Where Does Automated Essay Scoring Belong in K-12 Education?

Automated essay scoring is one of the most controversial applications of “big data” in edtech research. Writing is a deeply creative, emotive and personal endeavor. The idea that an objective, calculated algorithm is able to “grade” a student’s composition understandably makes people nervous.

Ever since a 2012 competition on Kaggle.com showed that most automated scoring systems are as reliable as humans when scoring timed standardized tests, reactions have ranged from cheerful optimism to existential fear. The technology clearly has a lot to prove before being accepted alongside common machine learning tools, like Netflix’s movie recommendation or Google Maps GPS navigation.

The leading critic of automated writing assessment, Les Perelman from MIT, is infamous for fooling automated scorers with artfully-crafted, nonsensical essays. His thesis--that computers cannot robustly react to maliciously trained students--casts an uncomfortable spotlight on some of the assumptions made by the standardized testing industry.

Our internal results, across many clients, tend to defy Perelman’s concerns; real-world attempts from students do not look like his carefully constructed examples. The problem with this debate, though, is not about reliability; the mistake is in limiting the discussion to testing. By focusing only on high-stakes assessment, I believe an exciting new application of computer science is being pigeonholed. Both critics and supporters end up disconnecting the technology from the classroom context and potential benefits to teachers and students.

Innovating in the English Language Arts Classroom

No amount of quantitative research on scoring reliability is going to result in tools that English teachers can take to their students. Elsewhere, some tools are starting to make real headway. Newsela is a great example, providing reading content that that is Lexile level-adjusted to each student, based on reading ability. Kidblog is a writing platform that fits an online medium that students value, while maintaining a safe environment.
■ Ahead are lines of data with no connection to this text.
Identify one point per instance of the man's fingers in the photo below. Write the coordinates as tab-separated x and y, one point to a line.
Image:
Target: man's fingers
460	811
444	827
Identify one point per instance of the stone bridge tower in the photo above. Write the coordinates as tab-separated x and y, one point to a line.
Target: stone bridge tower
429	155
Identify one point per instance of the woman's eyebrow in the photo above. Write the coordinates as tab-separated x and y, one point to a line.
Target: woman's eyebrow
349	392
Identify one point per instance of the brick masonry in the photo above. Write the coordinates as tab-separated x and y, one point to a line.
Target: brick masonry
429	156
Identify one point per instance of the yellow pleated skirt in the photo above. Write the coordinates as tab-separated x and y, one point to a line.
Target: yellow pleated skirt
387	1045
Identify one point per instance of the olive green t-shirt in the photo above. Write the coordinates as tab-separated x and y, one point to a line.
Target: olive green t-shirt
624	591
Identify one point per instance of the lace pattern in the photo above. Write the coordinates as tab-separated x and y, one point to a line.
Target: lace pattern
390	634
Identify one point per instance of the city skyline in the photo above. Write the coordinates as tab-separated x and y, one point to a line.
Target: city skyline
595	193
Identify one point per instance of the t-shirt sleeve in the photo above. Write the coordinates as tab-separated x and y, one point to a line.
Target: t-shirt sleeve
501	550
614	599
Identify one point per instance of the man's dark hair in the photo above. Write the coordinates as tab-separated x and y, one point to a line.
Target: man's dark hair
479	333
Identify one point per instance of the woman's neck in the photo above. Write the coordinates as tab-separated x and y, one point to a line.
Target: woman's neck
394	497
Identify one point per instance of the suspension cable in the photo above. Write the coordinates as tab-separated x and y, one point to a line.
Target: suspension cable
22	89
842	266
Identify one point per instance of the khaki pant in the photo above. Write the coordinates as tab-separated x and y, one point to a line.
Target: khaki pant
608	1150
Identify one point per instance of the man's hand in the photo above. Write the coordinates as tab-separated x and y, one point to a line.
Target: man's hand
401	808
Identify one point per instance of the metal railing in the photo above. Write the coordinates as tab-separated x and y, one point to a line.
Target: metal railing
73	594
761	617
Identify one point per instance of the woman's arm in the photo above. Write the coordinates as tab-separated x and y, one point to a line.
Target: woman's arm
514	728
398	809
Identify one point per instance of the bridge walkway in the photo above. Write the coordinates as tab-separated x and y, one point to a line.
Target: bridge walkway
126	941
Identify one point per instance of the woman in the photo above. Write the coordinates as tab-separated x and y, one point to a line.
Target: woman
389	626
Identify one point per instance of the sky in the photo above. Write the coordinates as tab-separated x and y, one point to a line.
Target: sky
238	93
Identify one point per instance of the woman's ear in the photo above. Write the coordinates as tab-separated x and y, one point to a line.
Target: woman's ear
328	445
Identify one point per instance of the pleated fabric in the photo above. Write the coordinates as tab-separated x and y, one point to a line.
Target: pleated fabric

But when it comes to sophisticated, personalized learning tools for literacy, there’s nowhere near the breadth of support that teachers of other quantitative subjects, like math, have had for years.

Automated essay scoring has the potential to jump-start this field--if companies could better understand its potential. This requires more than a conversation about reliability in standardized testing, and instead should focus on what teachers and students really need when collaborating on composition in classrooms.

For several months in spring 2014, my team at LightSide Labs immersed ourselves in English classrooms across western Pennsylvania and New York City. Our field study let us observe 30 teachers as they used our prototype automated essay scoring tool on their own terms. After that experience, I’m convinced that there’s a smart role for this type of tool.

My Proposal: Give the Grader to Students

The best place for an automated scoring tool is in students’ hands. After all, having a piece of writing evaluated by a teacher can be terrifying and stressful, especially for marginalized students. Research has shown that on-demand, low-barrier online resources create a “disclosure miracle” for people in these hard situations: they write more, and more often.

Automated assessment can change the locus of control, making essay revision a choice led by a student at his or her own pace, instead of a punitive requirement from a teacher. This change has two big impacts for teachers.

First, the negativity associated with assessment is suddenly under the student’s control. This drastically lowers the barrier to calling on a teacher for help. When students have their assessment in hand, the conversation changes. Teachers don’t have to focus on making a snap evaluation; students come into the conversation knowing where they stand. Young writers, even weaker ones, now seek out collaboration with teachers to improve their writing. Their goals are aligned.

Then, as teachers grade final assignments after students turn their essays in, an on-demand automated assessment can pay unexpected dividends. The automated tool will have recorded the student’s process of writing, and each draft--with mistakes and student’s revisions--is recorded and reviewable by teachers. Designed well, this is a gold mine. The ability to allow students to “show their work” effortlessly through such a revision history, gives teachers a better picture of their students’ progress.

Scoring essays for high-stakes exams is a reliable but utilitarian use of machine learning. It is functional, not innovative. Automated scoring alone, as a summative teacher support, is adequate--but incomplete. Teachers deserve a more thoughtful reinvention of the tools used to teach writing.

Technology is iterative, though, and as edtech largely moves towards personalized student learning, there’s a wealth of opportunity for automated essay scoring. It’s a piece of the puzzle in a much broader conversation.

In the tension between assessment and test prep, there will always be an arms race. Open research in the area is critical; we make our machine learning tools for written text open source for this reason. Even more important is that researchers listen to teachers and students, understand what their numbers mean in context, and push forward a collaborative, research-driven dialogue based on those real-world insights.

Entrepreneurs take note: this is an exciting time to be in English Language Arts classrooms.